At the November 20, 2025 Board of Education meeting, the Board publicly identified one of its 2025–26 initiatives as:

“Start writing the school district’s first five-year strategic plan.”

That statement establishes two things.
First, strategic planning was already recognized as a Board-directed priority.
Second, the work was expected to begin in November 2025.

Yet in January 2026, the Board finalized an agreement with an out-of-state consulting firm based in New Jersey to lead that same effort.

According to the proposal, the consulting process will take six to seven months. (Yes the jokes write themselves)

Leading edge contract available for review here, showing the $16,750 proposal.

Leading Edge January 2026.pdf

Leading Edge January 2026.pdf

101.40 KBPDF File

Placed on a calendar, the implications are straightforward:

  • Superintendent start date: July 1, 2025

  • Consultant approved: Late January 2026

  • Strategic plan completion: July–August 2026

By the time a formal five-year plan exists, the Superintendent will be one year into a three-year contract.

That raises a fundamental governance question.

If strategic direction is supposed to guide leadership, what has been guiding the district for the first year of this tenure?

The Superintendent’s contract makes clear that goals are set by the Board and that performance is evaluated against those goals. Those goals, however, have not been publicly published. What has been referenced, but not formally adopted or documented, are the Board’s 2025–26 initiatives, which already include strategic planning, organizational clarity, communication, and policy alignment.

FullyExecutedAgreementofRobertKravitz.pdf

FullyExecutedAgreementofRobertKravitz.pdf

1.02 MBPDF File

So what is the district operating under today?

  • Is there an interim or “bridge” vision in place until the consultant completes its work?

  • If so, where is it documented and approved?

  • If not, how are leadership, budget, staffing, and program decisions being anchored during this first year?

The sequence itself is the issue.

The Board hired a superintendent in July, reasonably assuming that leadership vision and district priorities were vetted during the hiring process and aligned with the Board’s expectations. The superintendent took office, the school year began, and operations continued. In November, the Board publicly stated that creating a five-year strategic plan was a priority. Then, in January, the Board outsourced that responsibility to an external firm.

When a Board hires leadership in July, identifies strategic planning as a priority in November, and then outsources that same function in January, it sends a confusing signal about who is responsible for setting the district’s course.

This is not about personalities or qualifications. It is about governance and clarity of authority.

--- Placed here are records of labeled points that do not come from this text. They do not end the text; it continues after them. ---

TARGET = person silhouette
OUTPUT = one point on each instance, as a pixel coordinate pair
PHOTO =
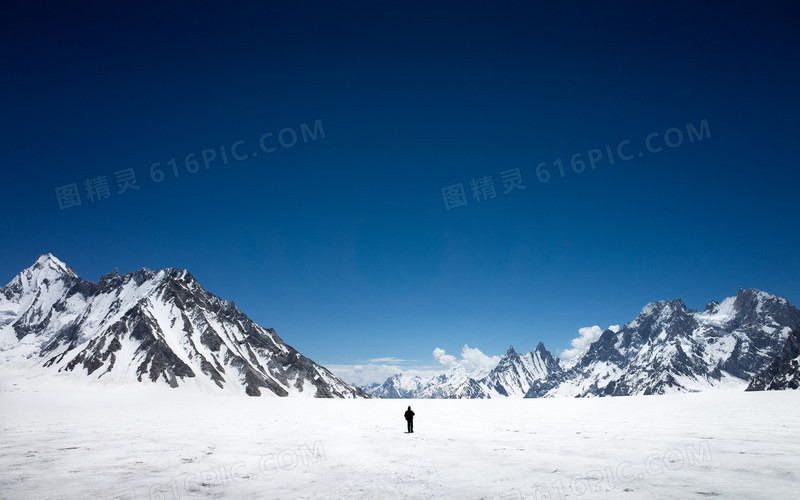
(409, 419)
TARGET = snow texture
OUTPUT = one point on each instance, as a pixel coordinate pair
(146, 441)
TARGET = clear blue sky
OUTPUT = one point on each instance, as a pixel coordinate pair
(343, 243)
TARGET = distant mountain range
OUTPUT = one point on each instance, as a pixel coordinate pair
(749, 340)
(156, 326)
(163, 327)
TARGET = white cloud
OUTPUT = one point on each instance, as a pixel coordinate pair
(370, 373)
(581, 343)
(473, 360)
(444, 359)
(389, 359)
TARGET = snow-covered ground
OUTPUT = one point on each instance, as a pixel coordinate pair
(65, 441)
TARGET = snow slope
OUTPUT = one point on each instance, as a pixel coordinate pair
(147, 441)
(148, 326)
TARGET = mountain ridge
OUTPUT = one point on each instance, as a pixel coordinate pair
(161, 326)
(667, 348)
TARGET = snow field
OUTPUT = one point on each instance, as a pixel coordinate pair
(147, 442)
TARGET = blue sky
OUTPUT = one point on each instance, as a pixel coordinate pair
(343, 243)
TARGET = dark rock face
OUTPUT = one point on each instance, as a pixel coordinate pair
(784, 372)
(161, 326)
(671, 348)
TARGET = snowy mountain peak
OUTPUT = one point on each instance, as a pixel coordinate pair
(46, 271)
(156, 326)
(50, 261)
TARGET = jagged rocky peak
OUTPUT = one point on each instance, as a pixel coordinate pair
(51, 262)
(784, 371)
(46, 270)
(157, 326)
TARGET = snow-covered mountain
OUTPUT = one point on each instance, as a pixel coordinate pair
(667, 348)
(157, 326)
(671, 348)
(784, 371)
(514, 375)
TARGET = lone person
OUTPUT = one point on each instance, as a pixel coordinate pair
(409, 419)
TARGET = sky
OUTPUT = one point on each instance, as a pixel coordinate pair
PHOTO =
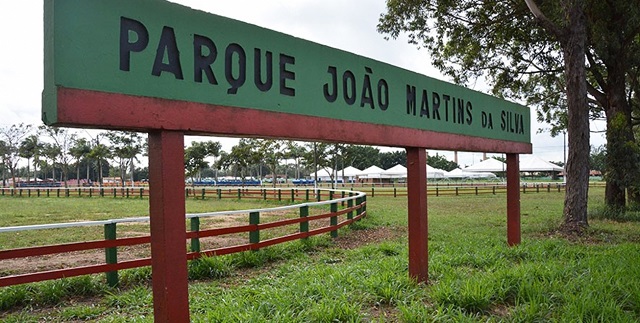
(347, 25)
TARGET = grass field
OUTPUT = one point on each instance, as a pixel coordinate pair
(474, 276)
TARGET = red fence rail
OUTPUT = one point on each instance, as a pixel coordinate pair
(338, 214)
(292, 194)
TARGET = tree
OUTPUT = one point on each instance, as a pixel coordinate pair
(295, 151)
(598, 159)
(195, 155)
(50, 153)
(80, 149)
(392, 158)
(516, 48)
(4, 156)
(99, 153)
(239, 159)
(62, 140)
(12, 137)
(125, 147)
(30, 148)
(271, 152)
(441, 162)
(361, 157)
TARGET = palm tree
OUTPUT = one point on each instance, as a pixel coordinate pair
(29, 149)
(99, 153)
(79, 150)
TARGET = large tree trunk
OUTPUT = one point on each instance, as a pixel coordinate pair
(575, 203)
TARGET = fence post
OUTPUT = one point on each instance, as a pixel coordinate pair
(364, 200)
(195, 227)
(111, 254)
(334, 219)
(304, 226)
(254, 236)
(350, 205)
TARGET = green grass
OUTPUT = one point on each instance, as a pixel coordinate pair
(473, 275)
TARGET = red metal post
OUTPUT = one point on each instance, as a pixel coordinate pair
(513, 200)
(418, 220)
(168, 228)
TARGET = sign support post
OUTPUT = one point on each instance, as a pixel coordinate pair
(418, 220)
(513, 200)
(168, 228)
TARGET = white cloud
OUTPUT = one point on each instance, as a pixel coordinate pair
(346, 25)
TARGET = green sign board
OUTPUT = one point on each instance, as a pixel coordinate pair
(163, 50)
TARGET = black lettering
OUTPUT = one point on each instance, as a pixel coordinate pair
(424, 105)
(459, 108)
(446, 106)
(383, 88)
(169, 46)
(436, 105)
(257, 75)
(286, 74)
(511, 122)
(521, 123)
(201, 61)
(366, 96)
(411, 99)
(348, 77)
(235, 82)
(331, 96)
(128, 26)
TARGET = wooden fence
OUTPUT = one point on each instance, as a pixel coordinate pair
(292, 194)
(345, 207)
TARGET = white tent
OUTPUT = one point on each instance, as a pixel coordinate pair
(371, 172)
(461, 174)
(433, 172)
(324, 174)
(488, 165)
(397, 171)
(349, 172)
(531, 163)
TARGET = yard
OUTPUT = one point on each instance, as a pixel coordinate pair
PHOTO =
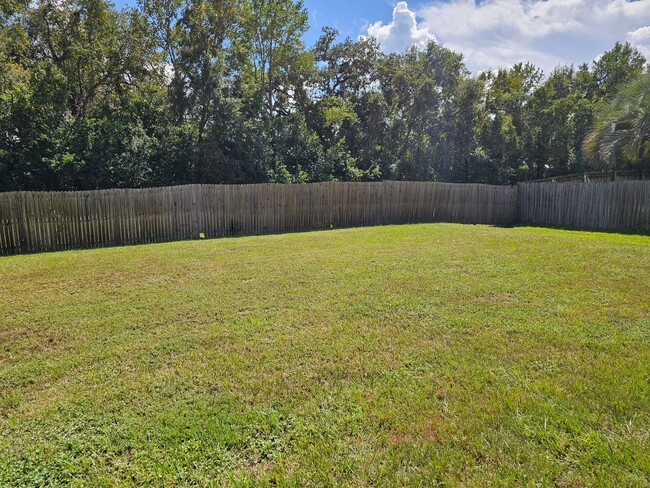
(405, 355)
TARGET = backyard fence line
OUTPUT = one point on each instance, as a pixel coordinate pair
(608, 205)
(51, 221)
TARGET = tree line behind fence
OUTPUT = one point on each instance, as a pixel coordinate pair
(48, 221)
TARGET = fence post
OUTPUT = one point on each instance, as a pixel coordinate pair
(196, 202)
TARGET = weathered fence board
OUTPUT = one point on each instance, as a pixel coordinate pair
(608, 205)
(49, 221)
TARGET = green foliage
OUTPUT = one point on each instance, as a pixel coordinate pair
(173, 92)
(622, 126)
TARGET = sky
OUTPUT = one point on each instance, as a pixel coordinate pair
(491, 33)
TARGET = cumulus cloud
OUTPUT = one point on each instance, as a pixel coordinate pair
(402, 32)
(495, 33)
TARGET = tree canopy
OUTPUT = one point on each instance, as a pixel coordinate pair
(174, 92)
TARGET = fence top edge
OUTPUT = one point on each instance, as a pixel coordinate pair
(200, 186)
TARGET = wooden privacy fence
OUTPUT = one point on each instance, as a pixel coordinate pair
(610, 205)
(49, 221)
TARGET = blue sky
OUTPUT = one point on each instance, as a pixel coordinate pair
(491, 33)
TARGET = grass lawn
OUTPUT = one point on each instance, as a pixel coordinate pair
(405, 355)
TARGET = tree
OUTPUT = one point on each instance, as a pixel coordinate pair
(621, 130)
(617, 66)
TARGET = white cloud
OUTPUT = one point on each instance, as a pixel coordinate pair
(640, 39)
(494, 33)
(402, 32)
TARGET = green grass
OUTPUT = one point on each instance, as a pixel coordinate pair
(406, 355)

Public education is not an abstract enterprise. Its mission is well understood and enduring: student success, academic excellence, and responsible stewardship of public resources. Strategic planning should sharpen that mission, not delay it.

If a district requires outside facilitation to define long-term direction, that work should inform leadership selection. If leadership is hired to set and execute direction, external visioning should be the exception, not the foundation.

At minimum, the community deserves transparency on what vision is currently guiding the district and why the district’s first five-year strategic plan will not exist until most of the Superintendent’s initial year has already passed.

Clear direction should lead leadership.
Here, it appears to be arriving after the fact.